Captain Elias said nothing.

Maker. "Your orders were to shoot arrows tipped in lethal poison into a crowd of innocents? And no one carries the antidote?"

Elias blinked. "No… Your Highness. We were to target the Champion of Kirkwall only. We had no idea you would—Everyone knows she's made deals with demons. She consorts with mages. She would see us all slaves to their dark powers. She has been the source of unrest in the—"

"Silence." His fingers itched to release the bowstring, to let the arrows fly where they would and consequences be damned. Instead, he slid two of the arrows from the string and back into his quiver. The third he kept nocked, but he allowed the bowstring to go slack. A glance at Hawke told him what he needed to know: the chills were progressing now. Her jaw was clenched so tightly all the tendons in her neck were visible. The fine mark across her white skin no longer bled, but it was angry and red.

It was such a little thing. And Sebastian knew without a doubt it was enough to kill her.

"Take me to him." Sebastian rose, lifting his chin and daring the guards to argue with him. No one looked inclined to do so. Unbidden, his mother's voice came to him, Oh, you do cut a dashing figure, sweetling. It's rather a pity you've only talent for archery. No one will ever see you there. Needs must, I suppose. He shook his head once, firmly. "Bring her. Gently."
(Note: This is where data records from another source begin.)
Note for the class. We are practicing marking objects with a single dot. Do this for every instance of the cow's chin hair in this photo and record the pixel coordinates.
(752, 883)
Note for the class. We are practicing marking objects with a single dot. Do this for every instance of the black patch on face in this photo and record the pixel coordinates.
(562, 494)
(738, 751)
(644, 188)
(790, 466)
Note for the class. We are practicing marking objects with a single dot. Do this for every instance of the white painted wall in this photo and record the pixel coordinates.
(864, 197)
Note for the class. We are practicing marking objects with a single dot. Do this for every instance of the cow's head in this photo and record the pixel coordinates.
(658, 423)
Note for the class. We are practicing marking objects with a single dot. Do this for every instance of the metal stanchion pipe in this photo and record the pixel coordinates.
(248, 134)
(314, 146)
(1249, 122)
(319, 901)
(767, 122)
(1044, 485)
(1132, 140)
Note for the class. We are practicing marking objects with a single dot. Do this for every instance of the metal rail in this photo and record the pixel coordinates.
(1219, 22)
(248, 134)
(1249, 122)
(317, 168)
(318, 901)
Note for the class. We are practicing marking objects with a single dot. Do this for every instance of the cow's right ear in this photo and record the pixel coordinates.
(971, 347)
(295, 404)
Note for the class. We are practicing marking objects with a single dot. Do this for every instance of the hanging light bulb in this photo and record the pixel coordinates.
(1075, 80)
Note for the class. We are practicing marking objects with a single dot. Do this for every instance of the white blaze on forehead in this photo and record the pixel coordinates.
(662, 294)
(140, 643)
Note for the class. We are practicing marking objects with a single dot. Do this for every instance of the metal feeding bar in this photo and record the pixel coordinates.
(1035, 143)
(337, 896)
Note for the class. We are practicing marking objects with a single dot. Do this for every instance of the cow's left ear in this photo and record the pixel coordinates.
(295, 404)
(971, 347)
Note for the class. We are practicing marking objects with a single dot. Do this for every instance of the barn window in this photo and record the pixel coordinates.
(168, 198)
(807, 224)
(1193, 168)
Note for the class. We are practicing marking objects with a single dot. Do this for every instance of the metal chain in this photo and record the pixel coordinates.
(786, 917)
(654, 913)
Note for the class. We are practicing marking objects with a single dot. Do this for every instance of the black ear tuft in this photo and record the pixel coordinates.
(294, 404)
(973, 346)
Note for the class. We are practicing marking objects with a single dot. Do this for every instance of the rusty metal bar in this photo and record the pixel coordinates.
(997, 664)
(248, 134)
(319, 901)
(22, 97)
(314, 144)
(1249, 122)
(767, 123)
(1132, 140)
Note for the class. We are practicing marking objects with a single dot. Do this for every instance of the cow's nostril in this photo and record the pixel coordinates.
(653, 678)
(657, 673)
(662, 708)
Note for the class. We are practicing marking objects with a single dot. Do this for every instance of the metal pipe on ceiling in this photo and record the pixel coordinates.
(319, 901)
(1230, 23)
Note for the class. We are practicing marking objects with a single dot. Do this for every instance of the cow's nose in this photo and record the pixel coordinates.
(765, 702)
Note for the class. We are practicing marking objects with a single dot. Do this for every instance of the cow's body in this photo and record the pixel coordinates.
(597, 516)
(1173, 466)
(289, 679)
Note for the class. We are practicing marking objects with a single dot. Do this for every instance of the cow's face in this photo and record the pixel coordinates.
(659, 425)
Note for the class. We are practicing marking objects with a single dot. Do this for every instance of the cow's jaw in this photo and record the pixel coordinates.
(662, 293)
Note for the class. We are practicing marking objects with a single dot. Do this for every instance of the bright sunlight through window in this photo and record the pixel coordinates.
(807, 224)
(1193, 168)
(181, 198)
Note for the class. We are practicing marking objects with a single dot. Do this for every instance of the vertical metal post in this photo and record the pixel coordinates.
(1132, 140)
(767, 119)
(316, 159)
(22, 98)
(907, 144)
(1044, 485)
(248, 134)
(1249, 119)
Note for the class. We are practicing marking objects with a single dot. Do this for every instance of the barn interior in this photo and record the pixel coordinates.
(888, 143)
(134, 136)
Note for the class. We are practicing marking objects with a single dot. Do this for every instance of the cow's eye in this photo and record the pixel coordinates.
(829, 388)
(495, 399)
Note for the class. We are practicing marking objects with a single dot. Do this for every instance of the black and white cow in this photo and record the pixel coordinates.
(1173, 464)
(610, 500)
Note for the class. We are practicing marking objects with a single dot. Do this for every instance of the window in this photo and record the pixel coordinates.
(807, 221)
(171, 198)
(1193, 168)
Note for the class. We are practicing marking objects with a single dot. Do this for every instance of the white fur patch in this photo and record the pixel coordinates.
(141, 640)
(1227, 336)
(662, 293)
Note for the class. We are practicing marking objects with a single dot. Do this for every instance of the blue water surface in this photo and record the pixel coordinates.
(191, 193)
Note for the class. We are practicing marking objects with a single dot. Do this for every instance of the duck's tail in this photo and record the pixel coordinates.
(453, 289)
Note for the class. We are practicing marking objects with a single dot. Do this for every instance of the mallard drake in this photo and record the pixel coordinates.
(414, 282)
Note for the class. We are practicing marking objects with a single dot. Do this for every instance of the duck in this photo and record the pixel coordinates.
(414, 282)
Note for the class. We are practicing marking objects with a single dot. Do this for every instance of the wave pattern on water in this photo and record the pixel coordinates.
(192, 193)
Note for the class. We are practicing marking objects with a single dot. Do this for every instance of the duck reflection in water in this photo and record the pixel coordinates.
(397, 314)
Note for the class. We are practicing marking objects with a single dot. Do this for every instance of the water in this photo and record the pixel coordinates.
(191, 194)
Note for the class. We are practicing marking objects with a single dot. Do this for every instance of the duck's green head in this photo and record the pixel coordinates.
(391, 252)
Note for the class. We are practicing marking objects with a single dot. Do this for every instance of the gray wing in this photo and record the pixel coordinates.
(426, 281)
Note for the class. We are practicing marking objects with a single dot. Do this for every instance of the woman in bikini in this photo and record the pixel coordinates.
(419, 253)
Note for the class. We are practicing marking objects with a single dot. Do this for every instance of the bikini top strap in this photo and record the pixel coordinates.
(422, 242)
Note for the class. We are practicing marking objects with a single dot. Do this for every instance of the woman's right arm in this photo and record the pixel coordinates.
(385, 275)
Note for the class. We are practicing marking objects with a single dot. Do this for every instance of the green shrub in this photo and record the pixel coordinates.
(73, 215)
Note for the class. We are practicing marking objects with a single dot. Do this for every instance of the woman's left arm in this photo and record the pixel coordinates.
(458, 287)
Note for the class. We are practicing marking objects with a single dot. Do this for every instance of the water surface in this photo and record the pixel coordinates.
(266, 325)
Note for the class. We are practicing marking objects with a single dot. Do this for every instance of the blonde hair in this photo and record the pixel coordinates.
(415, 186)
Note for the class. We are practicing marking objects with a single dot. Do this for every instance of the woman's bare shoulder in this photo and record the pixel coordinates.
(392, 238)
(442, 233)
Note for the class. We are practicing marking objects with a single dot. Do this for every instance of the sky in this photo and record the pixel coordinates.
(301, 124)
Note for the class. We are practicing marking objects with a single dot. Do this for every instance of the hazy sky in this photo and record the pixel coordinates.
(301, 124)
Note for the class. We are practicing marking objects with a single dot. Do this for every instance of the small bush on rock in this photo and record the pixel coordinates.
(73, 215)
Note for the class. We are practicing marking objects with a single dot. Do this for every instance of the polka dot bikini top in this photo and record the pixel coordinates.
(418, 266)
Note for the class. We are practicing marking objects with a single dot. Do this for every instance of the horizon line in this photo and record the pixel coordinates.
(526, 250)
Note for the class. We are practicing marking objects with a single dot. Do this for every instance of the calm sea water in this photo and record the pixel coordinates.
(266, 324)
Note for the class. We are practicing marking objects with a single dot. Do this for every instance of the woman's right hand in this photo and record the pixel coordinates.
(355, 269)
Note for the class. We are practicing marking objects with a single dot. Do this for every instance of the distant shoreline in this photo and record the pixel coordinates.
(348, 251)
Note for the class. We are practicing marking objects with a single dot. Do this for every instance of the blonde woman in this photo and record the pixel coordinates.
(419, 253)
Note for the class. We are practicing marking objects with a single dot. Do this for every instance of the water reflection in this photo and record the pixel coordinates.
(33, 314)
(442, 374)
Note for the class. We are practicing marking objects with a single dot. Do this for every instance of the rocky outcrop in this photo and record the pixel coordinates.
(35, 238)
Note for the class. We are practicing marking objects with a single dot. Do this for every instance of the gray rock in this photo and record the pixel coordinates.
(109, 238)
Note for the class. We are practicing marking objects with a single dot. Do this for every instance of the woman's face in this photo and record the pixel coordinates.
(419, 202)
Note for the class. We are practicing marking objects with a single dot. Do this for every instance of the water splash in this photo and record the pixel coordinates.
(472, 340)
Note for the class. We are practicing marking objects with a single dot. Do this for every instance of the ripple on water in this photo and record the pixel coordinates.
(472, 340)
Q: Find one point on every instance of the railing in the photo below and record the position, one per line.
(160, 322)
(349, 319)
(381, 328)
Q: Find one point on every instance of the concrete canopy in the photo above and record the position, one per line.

It took a moment, but eventually a stocky knight sheathed his blade and stepped forward. From beneath his helm, Sebastian caught a glimpse of dark eyes. He thought they looked concerned, but it still took every ounce of Sebastian's willpower not to lunge forward when the man knelt at Hawke's head. "Come on, Maisie," the knight urged, speaking over his shoulder. "Give us a hand."

A woman in plate reluctantly stepped away from the regiment. When her eyes met Sebastian's it was fear he saw, not concern. She moved to Hawke's feet.

Hawke looked so very small, held as she was by the knights in their heavy armor.

Sebastian was only glad neither was an archer. Elias is. You could take him in a heartbeat. Sebastian inhaled past the sudden, blinding burst of rage. "Carry her as you'd carry your own day-old babe. And with every step you take, you'd best pray to the Maker she survives," he cautioned. The dark-eyed knight nodded. The other bowed her head.

Captain Elias pressed his fist to his heart in a halfhearted salute, but his eyes remained troubled and his brow resistant. "We were… we were following orders. You cannot fault us for—"

Sebastian tilted his bow until the tip pointed directly at the captain. A lunge would put the point through the man's eye, and they both knew it. The arrow was his. Her blood is on his hands. If she—"I think it best, Captain, you not assume too much about what I can and cannot, will or will not do. Can I fault a man for listening to rumors and prejudice? Can I fault him for following orders blindly? You have forty minutes, Captain."

Or what? whispered the voice like Anders' in the back of his skull. You'll kill them all? You'll burn the palace down? You'll level the city? What will you do? What would be enough? When would you know to stop? When would you be satisfied justice was done?

Aloud, he quoted, "Blessed are the peacekeepers, the champions of the just."

Captain Elias offered a more genuine salute this time. Sebastian did not acknowledge it. Instead, he watched as the two knights knelt and lifted the Champion of Kirkwall between them. The chills were subsiding into the next phase, the stiffened limbs and iron spine, the grim mockery of death. When he was convinced they would carry her gently and not slip a knife between her ribs—no reason, with the Light in her—he straightened his shoulders—chin up, sweetling, stand tall. Princes don't slouch. You're a Vael, darling. Make sure they know it—and gestured for the captain to lead the way.

Andraste, guard her. Maker… "For You are the fire at the heart of the world, and comfort is only Yours to give."

Don't take her, don't take her, don't take her.